By Anthony R. Woodand Jacqueline L. Urgo

At the Shore, the sand is the texture of thick, cold porridge. On the mainland, a promising strawberry season has met a painfully premature end. And if you feel as though you've been living under a cloud for a month - you have.

Whatever songwriters Rodgers and Hammerstein had in mind by the phrase, "fresh and alive and gay and young, June is a love song sweetly sung," this probably wasn't it.

June 2009 has been a month that only a fungus could love.

The next clear day in Philadelphia - and showers are in the forecast at least through Sunday - will be the first of the month. Officially, rain has fallen on 14 of the 18 days at the airport. The 3.4-inch total is 1.59 above normal. The temperature has yet to go above 85, and it's been so chilly at night that even people without air-conditioning are keeping the windows closed.

With the ground soaked with sun-repelling moisture and the weather pattern stubborn, some meteorologists are wondering if this will become the summer without a heat wave.
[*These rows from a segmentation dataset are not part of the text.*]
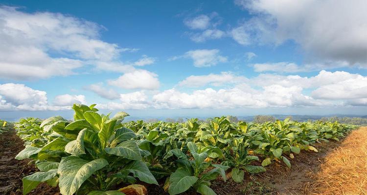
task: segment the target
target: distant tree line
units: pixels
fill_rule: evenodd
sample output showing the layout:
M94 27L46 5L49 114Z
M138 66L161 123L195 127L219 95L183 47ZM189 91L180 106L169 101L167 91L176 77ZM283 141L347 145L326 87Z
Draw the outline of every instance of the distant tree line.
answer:
M320 120L323 121L338 121L342 123L347 123L352 125L367 126L367 118L359 117L323 117Z

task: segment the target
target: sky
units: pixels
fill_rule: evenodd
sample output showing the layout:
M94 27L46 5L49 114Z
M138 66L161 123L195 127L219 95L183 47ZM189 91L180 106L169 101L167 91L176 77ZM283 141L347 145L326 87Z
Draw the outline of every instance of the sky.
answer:
M137 117L367 115L366 9L0 0L0 117L73 103Z

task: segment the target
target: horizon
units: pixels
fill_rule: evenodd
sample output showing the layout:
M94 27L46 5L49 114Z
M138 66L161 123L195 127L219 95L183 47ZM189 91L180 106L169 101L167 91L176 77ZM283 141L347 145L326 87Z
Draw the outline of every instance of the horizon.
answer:
M0 0L0 118L367 115L366 7Z

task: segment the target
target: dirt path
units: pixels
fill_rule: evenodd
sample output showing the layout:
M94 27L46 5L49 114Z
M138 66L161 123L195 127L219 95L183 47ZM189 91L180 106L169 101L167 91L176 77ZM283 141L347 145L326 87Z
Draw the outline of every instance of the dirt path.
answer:
M22 178L37 171L28 160L14 158L24 148L23 143L14 131L0 136L0 195L22 195ZM246 175L242 184L218 179L211 187L218 195L367 195L367 127L353 132L341 143L316 147L319 152L302 151L291 159L291 169L275 163L266 172ZM158 186L149 188L149 194L166 194ZM41 184L29 195L60 194L58 188Z
M23 148L23 141L14 131L0 135L0 195L23 195L22 179L38 171L28 160L14 159ZM58 192L57 188L42 184L28 195L59 195Z
M367 127L353 132L313 176L313 195L367 195Z

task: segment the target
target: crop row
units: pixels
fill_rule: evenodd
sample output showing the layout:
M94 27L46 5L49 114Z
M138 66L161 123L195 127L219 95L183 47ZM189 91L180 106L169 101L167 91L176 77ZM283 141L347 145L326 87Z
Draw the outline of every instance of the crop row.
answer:
M127 113L110 117L94 106L74 104L72 121L54 117L16 124L25 145L16 158L29 158L40 170L23 178L23 194L46 182L58 185L63 195L123 195L126 190L115 190L160 181L171 195L188 190L215 195L210 181L219 176L226 180L226 172L241 182L245 172L264 172L274 162L290 168L289 158L302 150L318 152L315 143L338 141L357 127L288 118L232 123L224 117L206 122L123 123ZM125 190L144 188L129 186Z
And all these rains could affect crops into the fall.

In the meantime, the gloom is having more immediate effects.

"It's been horrible," said Laurie Spann, 28, a Philadelphia graduate student who is working as a casino beach-bar waitress in Atlantic City, where rainfall for the month is 170 percent of normal. "If it rains, it means no customers - no work.

"I've been down here since late May, and thanks to the weather I've probably made less than 500 bucks in tips so far," Spann said.
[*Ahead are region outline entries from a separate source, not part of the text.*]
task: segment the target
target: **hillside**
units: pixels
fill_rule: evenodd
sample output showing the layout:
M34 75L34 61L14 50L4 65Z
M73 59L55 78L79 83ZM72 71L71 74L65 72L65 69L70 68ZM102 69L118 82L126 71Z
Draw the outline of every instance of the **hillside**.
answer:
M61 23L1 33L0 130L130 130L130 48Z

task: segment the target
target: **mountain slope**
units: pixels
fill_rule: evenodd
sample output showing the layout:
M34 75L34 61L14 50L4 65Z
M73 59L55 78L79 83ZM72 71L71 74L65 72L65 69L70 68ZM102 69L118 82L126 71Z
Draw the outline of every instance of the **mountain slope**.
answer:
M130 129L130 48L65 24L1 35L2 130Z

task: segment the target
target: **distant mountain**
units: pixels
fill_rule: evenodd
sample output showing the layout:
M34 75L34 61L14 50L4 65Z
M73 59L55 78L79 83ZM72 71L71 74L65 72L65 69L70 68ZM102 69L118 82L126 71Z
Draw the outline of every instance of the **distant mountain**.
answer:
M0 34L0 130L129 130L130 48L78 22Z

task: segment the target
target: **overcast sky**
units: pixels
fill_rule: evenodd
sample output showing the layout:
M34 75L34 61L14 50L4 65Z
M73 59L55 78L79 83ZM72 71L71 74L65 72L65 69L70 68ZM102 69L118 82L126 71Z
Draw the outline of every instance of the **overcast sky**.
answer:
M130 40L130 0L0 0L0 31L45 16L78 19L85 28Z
"It's so wet I think I'm going to sell my truck and buy a boat," said Alex Falcone, owner of Panini's restaurant in Old City, where business is down 40 to 50 percent. In April, he beefed up his staff for the tourist season - and then had to lay off the new hires. He blames the weather more than the economy.

"There's nothing I can do about it, that's for sure," he said. "You can't fight mother nature."

Across the river at the Pennsauken Country Club, general manager Robert G. Prickett said he's seen nothing like this in his 33 years at the golf course.

"We're way down," Prickett said, flipping open a notebook showing that from January through May, the course had 80 no-play days - meaning no one showed up to play.

"If you're a fungus you're happy," said Timothy E. Elkner, an educator at the Lancaster County Penn State Cooperative Extension, proving that you can't displease all the organisms all the time. "There's some smiling pathologists around these days."

The rains have generated a bumper crop of fungi, and an outbreak of fungal rot on the strawberry crop, which exiting a little earlier than usual this year, thanks to the rot and rain.

"When you get these really hard rains, it just beats up the strawberries," he said.

The rains have clouded the outlook for the rest of the rest of the crops, experts said.

"It's more of an indirect effect," said Raymond J. Samulis, interim chief of the Rutgers University agricultural extension in Gloucester County. "It's preventing farmers from getting out into the field." The rains could have an impact on some of the sweet corn and soybean harvests, he added.

"It's just not very pleasant out there," Samulis said.

In recent weeks the region has found itself in an atmospheric soup. It's been the borders of frontal boundaries, almost never a good place to be, since storms tend to ripple along those fronts.

The jet stream, the upper-air boundary between warm and cold air, has been displaced farther south than usual, said Mike Halpert, deputy director of the government's Climate Prediction Center, outside Washington. That has helped keep the region generally cool and wet.

Why the oft-maligned jet stream - which gets blamed for almost everything except swine flu and the Phillies' losing record - has been so out of joint remains a mystery.

"Things happen. They're not really explanable," Halpert said, adding that the internal variability of weather may always elude computer models. "It will probably never be solved," he said.

It is possible that the wetness of the soil could delay serious summer heat because the sun will have to evaporate it before it can heat the surface. "You've got to dry everything up," said Anthony Gigi, a meteorologist at the National Weather Service in Mount Holly.

"We may already have had our hottest part of the summer," said Joe Bastardi, a meteorologist with Accu-Weather Inc., in State College. He was referring to the stretch from April 25-27, the last time the temperature here hit 90.

The weather actually has had an upside for Christopher Toriello, who owns Executive Auto Salon in Center City. True, business is off by about half because of the rain. But he also runs a body shop, and that's been booming - thanks to rain-induced accidents. So, on some days when the detailers are filing their nails, over in the body shop, "We can't handle all the work."

And the silver-lining award may go to Ian Caton, a designer at Larry Weaner Design Associates in Glenside, where crews usually work in the rain.

"It's nothing too bad," said Caton, "and we don't have to irrigate the new installations."